Division of Cardiology, Cardiac and Vascular Center, Department of Medicine, Konkuk University Medical Center, Konkuk University School of Medicine, Seoul, Korea.
Clin Cardiol. 2012 Nov;35(11):E6-13. doi: 10.1002/clc.22053. Epub 2012 Oct 1.
Tako-tsubo cardiomyopathy (TTC) is typically triggered by an acute emotional or physical stress event. The aim of this study was to investigate the impact of stressor patterns on clinical features, laboratory parameters, and electrocardiographic and echocardiographic findings in patients with TTC.
Clinical features are different according to stressor patterns.
Of 137 patients enrolled from the TTC registry database, 14 patients had emotional triggers (E group), 96 had physical triggers (P group), and 27 had no triggers (N group).
Most clinical presentations and in-hospital courses were similar among the groups. However, the E group had a higher prevalence of chest pain (P = 0.006) and palpitation (P = 0.006), whereas the P group had a higher prevalence of cardiogenic shock (P = 0.040), than other groups. The P group had a significantly higher heart rate (P = 0.001); higher high-sensitivity C-reactive protein (P = 0.006), creatine kinase MB fraction (P = 0.045), and N terminal-probrain natriuretic peptide (P = 0.036) levels; higher left ventricular end-diastolic pressure (P = 0.019) and left ventricular end-systolic diameter (P = 0.002); but lower left ventricular ejection fraction (P = 0.018). The E group had lesser prevalence of apical ballooning pattern (P = 0.038) than other groups. The P group required more frequent use of inotropics (P = 0.041) and diuretics (P = 0.047) and had significantly longer intensive care unit (P = 0.014) and in-hospital stays (P = 0.001).

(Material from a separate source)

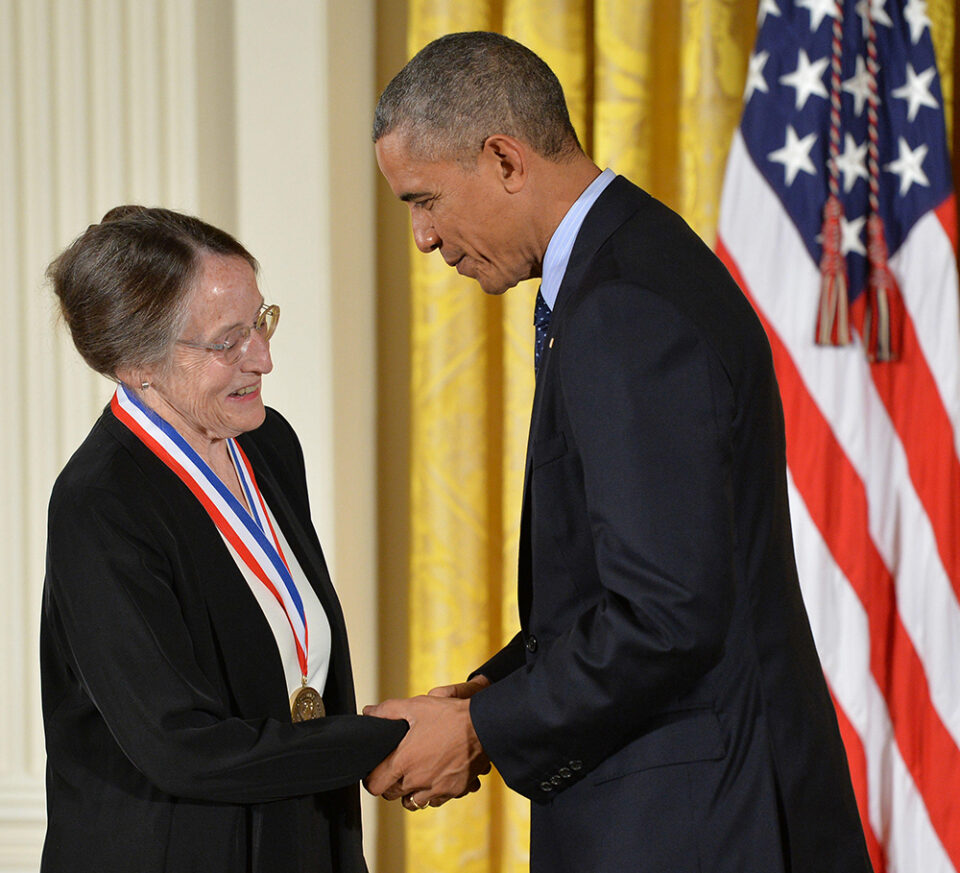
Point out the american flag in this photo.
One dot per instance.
(844, 99)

The clinical features of TTC are different according to preceding stressor patterns. The TTC group with preceding physical stressors was less likely to have preserved cardiovascular reserve and more likely to require hemodynamic support than other groups. The overall prognosis of TTC is excellent, regardless of triggering stressors.
心尖球囊样综合征(Tako-tsubo 心肌病,TTC)通常由急性情绪或身体应激事件引发。本研究旨在探讨应激模式对 TTC 患者临床特征、实验室参数、心电图和超声心动图表现的影响。
应激模式不同,临床特征也不同。
从 TTC 注册数据库中纳入 137 例患者,其中 14 例有情绪诱因(E 组),96 例有躯体诱因(P 组),27 例无诱因(N 组)。
大多数临床表现和住院过程在各组间相似。然而,E 组胸痛(P=0.006)和心悸(P=0.006)的发生率更高,而 P 组心源性休克(P=0.040)的发生率更高。P 组心率显著升高(P=0.001);高敏 C 反应蛋白(P=0.006)、肌酸激酶 MB 同工酶(P=0.045)和 N 末端脑钠肽前体(P=0.036)水平更高;左心室舒张末期压(P=0.019)和左心室收缩末期直径(P=0.002)更高;但左心室射血分数(P=0.018)更低。E 组心尖球囊样模式的发生率(P=0.038)较其他组更低。P 组更频繁地需要使用正性肌力药(P=0.041)和利尿剂(P=0.047),并需要更长时间的 ICU(P=0.014)和住院时间(P=0.001)。
TTC 的临床特征因先前的应激模式而异。与其他组相比,先前有躯体应激的 TTC 组心血管储备能力较低,更可能需要血流动力学支持。无论触发应激源如何,TTC 的总体预后均良好。